Tuesday, July 23, 2013
7:30 p.m.
$9 (complimentary hors d'oeuvres provided)
At
Z Space
450 Florida St
(between 17th St and Mariposa St)
To attend, please RSVP by noon on Tuesday, May 21st to roughcutsrsvp@yahoo.com
Impossible Light
Directed by Jeremy Ambers
Ask anyone outside of the United States, and chances are, they think that San Francisco only has one bridge. And for most Bay Area residents, since it was finished in 1936, the Bay Bridge has been nothing more than a daily complaint from local commuters, a heap of steel that only an overachieving architectural student would take a real interest in.

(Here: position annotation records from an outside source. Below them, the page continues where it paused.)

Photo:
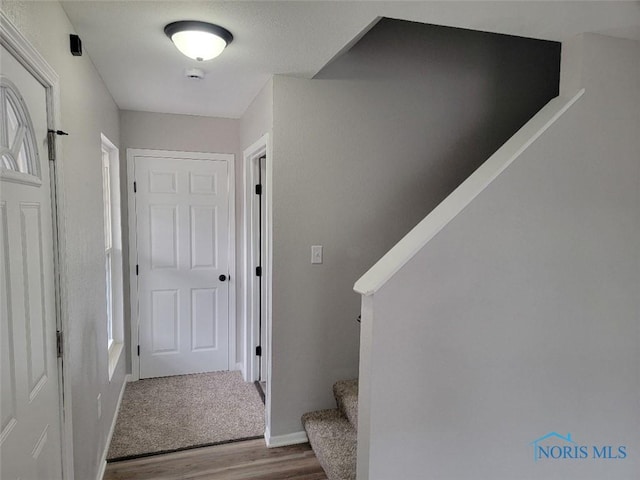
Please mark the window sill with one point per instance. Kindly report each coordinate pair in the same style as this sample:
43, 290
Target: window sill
115, 350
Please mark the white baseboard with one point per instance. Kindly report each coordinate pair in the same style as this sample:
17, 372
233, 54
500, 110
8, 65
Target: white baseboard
284, 440
103, 460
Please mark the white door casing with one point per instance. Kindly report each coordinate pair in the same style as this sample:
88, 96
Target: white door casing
182, 220
30, 409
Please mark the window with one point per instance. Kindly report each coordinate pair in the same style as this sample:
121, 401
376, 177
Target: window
18, 147
112, 252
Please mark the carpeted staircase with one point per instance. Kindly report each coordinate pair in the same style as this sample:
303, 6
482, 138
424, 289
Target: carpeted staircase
333, 433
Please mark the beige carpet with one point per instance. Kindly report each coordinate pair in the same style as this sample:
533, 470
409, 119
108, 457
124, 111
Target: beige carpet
173, 413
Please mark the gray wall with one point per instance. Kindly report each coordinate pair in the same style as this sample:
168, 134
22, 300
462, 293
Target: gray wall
258, 118
87, 111
360, 155
188, 133
520, 317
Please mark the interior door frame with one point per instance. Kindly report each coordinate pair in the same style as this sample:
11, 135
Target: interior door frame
261, 147
26, 54
134, 316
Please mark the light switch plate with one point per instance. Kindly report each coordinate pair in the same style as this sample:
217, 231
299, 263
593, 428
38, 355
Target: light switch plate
316, 254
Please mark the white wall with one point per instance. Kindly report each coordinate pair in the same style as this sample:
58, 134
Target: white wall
188, 133
87, 110
360, 155
258, 118
520, 317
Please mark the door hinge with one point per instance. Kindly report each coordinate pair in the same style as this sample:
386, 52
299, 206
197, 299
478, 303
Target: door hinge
51, 143
59, 340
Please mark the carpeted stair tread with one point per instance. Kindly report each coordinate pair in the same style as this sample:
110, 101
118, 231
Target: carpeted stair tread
346, 393
333, 440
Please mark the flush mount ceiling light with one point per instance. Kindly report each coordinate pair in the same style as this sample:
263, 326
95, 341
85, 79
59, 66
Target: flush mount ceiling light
198, 40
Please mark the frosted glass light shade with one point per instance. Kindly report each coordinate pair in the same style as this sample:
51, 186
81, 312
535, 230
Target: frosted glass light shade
198, 40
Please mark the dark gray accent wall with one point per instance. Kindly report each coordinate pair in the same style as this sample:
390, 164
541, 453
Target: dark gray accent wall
360, 155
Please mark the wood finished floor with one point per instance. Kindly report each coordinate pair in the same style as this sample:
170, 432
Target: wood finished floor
232, 461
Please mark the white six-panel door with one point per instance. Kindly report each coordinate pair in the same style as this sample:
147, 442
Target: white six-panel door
182, 230
29, 409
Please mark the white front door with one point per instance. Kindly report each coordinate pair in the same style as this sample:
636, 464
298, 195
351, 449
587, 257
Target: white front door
30, 437
182, 225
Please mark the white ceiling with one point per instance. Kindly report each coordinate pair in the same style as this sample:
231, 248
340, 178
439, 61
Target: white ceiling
144, 71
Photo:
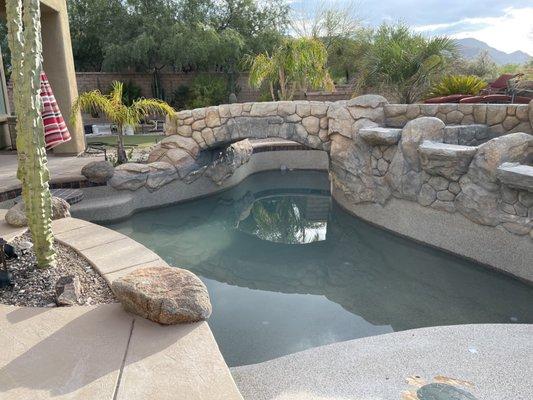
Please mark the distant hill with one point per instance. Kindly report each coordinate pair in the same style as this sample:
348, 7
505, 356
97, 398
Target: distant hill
470, 48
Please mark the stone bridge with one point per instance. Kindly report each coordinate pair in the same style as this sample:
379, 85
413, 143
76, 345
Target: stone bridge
472, 160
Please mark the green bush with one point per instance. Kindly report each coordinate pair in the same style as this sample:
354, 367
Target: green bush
130, 93
180, 97
208, 90
458, 84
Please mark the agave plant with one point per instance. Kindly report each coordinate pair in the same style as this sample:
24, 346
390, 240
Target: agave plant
117, 112
458, 84
295, 65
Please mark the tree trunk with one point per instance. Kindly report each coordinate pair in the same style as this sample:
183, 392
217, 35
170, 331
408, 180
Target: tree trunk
24, 27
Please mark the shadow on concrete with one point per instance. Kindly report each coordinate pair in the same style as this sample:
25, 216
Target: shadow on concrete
22, 314
87, 349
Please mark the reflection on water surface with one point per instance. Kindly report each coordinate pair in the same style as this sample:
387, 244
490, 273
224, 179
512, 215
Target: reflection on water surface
288, 270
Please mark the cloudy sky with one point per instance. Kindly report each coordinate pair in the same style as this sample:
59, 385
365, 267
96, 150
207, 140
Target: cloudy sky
504, 24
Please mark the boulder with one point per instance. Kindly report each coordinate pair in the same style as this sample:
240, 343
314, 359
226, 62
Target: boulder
68, 291
98, 171
264, 109
368, 101
477, 204
163, 294
513, 148
380, 136
414, 133
160, 174
180, 142
130, 176
516, 176
60, 208
234, 156
448, 160
16, 216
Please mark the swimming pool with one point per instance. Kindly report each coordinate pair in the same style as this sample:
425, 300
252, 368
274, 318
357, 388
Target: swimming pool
287, 269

Until the evening of March 5th, 2013, when suddenly, the San Francisco skyline was transformed by an unlikely sight: 25,000 LED lights that, for perhaps the first time — save the 1989 earthquake and other bridge collapses — caused people to turn their gaze away from the Bay Bridge's iconic sister. How did this happen? Who was behind this eight-million-dollar installation? And how in the world did the artist, his team, and San Francisco pull it off?

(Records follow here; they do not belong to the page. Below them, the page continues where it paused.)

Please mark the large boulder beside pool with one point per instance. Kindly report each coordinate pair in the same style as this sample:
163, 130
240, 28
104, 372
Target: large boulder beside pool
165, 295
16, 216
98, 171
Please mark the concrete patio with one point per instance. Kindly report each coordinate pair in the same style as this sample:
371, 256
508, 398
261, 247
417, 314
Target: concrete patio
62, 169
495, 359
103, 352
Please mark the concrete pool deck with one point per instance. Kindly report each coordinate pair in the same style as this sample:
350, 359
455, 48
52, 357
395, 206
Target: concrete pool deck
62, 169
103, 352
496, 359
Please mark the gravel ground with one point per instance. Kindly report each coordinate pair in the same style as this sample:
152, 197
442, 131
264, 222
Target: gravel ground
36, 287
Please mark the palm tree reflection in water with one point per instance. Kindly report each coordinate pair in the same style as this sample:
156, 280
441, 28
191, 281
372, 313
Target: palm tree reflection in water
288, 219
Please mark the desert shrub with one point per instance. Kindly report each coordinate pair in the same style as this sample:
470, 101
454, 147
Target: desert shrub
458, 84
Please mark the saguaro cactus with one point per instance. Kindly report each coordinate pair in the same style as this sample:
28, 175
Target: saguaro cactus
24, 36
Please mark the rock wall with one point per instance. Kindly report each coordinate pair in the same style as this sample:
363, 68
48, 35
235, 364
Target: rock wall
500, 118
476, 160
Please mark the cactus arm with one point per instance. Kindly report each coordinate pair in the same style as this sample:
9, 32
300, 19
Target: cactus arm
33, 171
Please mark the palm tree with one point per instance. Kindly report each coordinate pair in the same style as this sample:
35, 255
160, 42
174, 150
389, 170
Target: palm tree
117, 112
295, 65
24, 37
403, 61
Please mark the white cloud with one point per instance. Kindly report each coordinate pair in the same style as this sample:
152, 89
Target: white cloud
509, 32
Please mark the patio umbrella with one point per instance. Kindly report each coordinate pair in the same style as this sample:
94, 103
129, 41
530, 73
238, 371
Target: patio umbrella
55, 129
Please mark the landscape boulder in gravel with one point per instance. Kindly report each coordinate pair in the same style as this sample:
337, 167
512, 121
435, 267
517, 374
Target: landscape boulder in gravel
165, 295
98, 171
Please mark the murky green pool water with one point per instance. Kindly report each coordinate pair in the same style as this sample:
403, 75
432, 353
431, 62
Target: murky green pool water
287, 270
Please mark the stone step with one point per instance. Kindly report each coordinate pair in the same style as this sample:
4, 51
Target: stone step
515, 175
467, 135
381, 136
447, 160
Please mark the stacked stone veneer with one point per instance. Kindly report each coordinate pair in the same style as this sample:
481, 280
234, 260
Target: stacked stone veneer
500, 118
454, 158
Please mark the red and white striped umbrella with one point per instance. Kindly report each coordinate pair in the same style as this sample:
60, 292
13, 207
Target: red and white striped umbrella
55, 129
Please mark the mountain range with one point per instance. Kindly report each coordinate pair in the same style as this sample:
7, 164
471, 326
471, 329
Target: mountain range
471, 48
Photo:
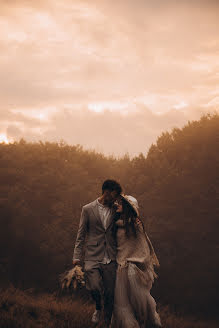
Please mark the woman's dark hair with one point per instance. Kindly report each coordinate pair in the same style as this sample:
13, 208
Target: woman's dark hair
111, 185
128, 216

Jeremy Ambers' illuminating, riveting documentary, "Impossible Light" sheds light on these questions, while chronicling the drama and child-like daring behind a project whose "impossibility made it possible."
Moderator: Nadia Shihab
Nadia Shihab is a filmmaker and experimental musician. She has composed scores for film and has performed in site-specific collaborations at the de Young Museum and Grace Cathedral in San Francisco. Her most recent film, the short "Amal's Garden," was an Official Selection of the Cinema du Reel Festival at the Centre Pompidou in Paris and the Dubai International Film Festival, among others.